The project was prompted by the fact that despite the Temple Mount’s central place in the history of Jerusalem and the region, no systematic excavations has even taken place in it. By sifting the soil that was removed from it, important information can be gleaned about the Temple Mount’s material culture through the ages. The operation is managed as a tourist and educational program.
To date, three preliminary reports have been published, offering reviews of the sifting project and brief discussions of selected finds (Barkay and Zweig 2005; Barkay and Zweig 2007; Barkay and Dvira 2012; Barkay and Dvira 2016). Additional preliminary reports of studies of  various finds have also been published (Elkayam et al. 2015; Snyder, Barkay and Dvira 2016; Greener, Barkay and Dvira 2017; Snyder, Barkay and Dvira 2019). Notably, the number of finds produced by the sifting project is huge, due to which the ongoing task of sorting, identifying, dating, researching and publishing them will continue to carry on for a long time.
In 2018, a pilot project was launched to distribute the sifting to communities throughout the country. Two experiments were conducted at schools in Peta Tiqwa and Teqoʻa. The soil was transported in giant bags to the schoolyards, where a mobile sifting facility and water pipes were installed. Altogether, 550 buckets of soil were sifted in the course of five days. However, the project was discontinued due to high running costs. In June 2019, sifting was resumed at the Mipe Ha-Masu’ot complex at Mount Scopus after a new sifting facility was established. It proceeds in the same format as that previously used at Zurim Valley.
 
In 2018–2019, the sifting produced finds similar to those found in previous years. They are described below.
(1) Pottery dating from the First Temple period to the present; very little of the pottery (less than 0.5 %) predates the Iron Age.
(2) Coins dating from the fourth century BCE—YHD coins—to the present.

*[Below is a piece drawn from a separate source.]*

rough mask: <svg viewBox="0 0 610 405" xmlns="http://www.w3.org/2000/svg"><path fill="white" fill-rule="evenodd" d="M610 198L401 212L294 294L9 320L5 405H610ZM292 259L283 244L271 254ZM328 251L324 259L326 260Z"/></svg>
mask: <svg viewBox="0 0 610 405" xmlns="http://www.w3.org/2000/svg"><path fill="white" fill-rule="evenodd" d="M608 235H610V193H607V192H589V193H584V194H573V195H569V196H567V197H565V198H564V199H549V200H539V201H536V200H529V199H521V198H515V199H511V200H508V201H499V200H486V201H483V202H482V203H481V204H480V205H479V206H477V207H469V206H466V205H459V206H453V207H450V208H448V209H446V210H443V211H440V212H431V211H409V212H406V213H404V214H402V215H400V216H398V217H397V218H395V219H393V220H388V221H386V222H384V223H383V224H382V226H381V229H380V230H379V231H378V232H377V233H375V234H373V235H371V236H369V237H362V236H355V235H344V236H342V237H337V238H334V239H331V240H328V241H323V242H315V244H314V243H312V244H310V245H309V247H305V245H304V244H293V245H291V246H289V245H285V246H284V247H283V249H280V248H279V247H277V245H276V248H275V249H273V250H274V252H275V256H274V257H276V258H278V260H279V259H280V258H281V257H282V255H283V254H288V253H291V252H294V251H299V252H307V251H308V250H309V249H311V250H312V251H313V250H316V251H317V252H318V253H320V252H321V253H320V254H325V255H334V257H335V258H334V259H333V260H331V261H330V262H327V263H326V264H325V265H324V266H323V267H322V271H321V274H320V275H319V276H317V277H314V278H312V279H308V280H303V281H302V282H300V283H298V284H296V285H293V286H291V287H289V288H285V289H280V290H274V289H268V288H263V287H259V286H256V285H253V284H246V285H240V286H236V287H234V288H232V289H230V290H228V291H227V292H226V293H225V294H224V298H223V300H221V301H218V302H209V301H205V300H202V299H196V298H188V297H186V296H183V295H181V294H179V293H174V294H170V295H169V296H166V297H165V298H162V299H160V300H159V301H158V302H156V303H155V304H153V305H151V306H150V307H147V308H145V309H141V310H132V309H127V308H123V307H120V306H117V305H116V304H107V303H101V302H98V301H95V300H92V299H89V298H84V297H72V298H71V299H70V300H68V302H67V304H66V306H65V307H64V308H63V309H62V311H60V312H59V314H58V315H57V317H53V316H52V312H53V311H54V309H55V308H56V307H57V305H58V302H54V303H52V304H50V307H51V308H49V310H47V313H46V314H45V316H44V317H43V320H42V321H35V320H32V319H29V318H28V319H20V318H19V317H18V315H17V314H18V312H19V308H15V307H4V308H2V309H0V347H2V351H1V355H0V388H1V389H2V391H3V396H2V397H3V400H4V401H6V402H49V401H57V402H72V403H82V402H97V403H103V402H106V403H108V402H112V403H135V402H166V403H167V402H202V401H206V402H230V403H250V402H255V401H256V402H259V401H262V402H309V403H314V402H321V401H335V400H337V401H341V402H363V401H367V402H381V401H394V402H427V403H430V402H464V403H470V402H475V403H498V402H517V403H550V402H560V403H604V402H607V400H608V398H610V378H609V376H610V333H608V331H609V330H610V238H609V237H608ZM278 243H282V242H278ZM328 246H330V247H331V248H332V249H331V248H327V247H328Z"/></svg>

(3) Numerous Byzantine-period tesserae.
(4) Fragments and tesserae of glass mosaics, some gilded, originating from the Dome of the Rock’s outer walls. They were installed at the beginning of the Early Islamic period and removed in the sixteenth century CE to be replaced with glazed wall tiles.
(5) Glazed wall tiles from renovations carried out on the Dome of the Rock’s outer walls since the seventeenth-century CE. Kiln debris from the wall-tile production was also found.
(6) Jewelry: glass rings, glass bracelets, metal rings and beads.
(7) Arrowheads, mostly of the Crusader period, and modern weapons and ammunition.
(8) Inlays of various materials and periods, including mother-of-pearl inlays that were incorporated in the Dome of the Rock’s wall mosaics.
(9) Weights dating from the First Temple period to the British Mandate.
(10) Multiple stoneware items, including many attributed to the late Second Temple period stoneware industry.
(11) Opus sectile floor-tile fragments from the Early Roman, Byzantine, Early Islamic and Crusader periods.
(12) Iron Age figurine fragments.
(13) Nails, including bronze nails, Crusader horseshoe nails and Roman sandal nails (caliga nails).
(14) Bone-industry production debris.
(15) Glass vessel fragments.
 
To date, approximately three-quarters of the evacuated soil was sifted, and we estimate that five more years are needed to complete the sifting. This does not include, however, large mounds of dirt in the eastern part of the Temple Mount that have not yet been removed due to a 2004 Supreme Court ruling. The finds produced by sifting are numerous and diverse; for the past seven years, we have been working to process and publish them.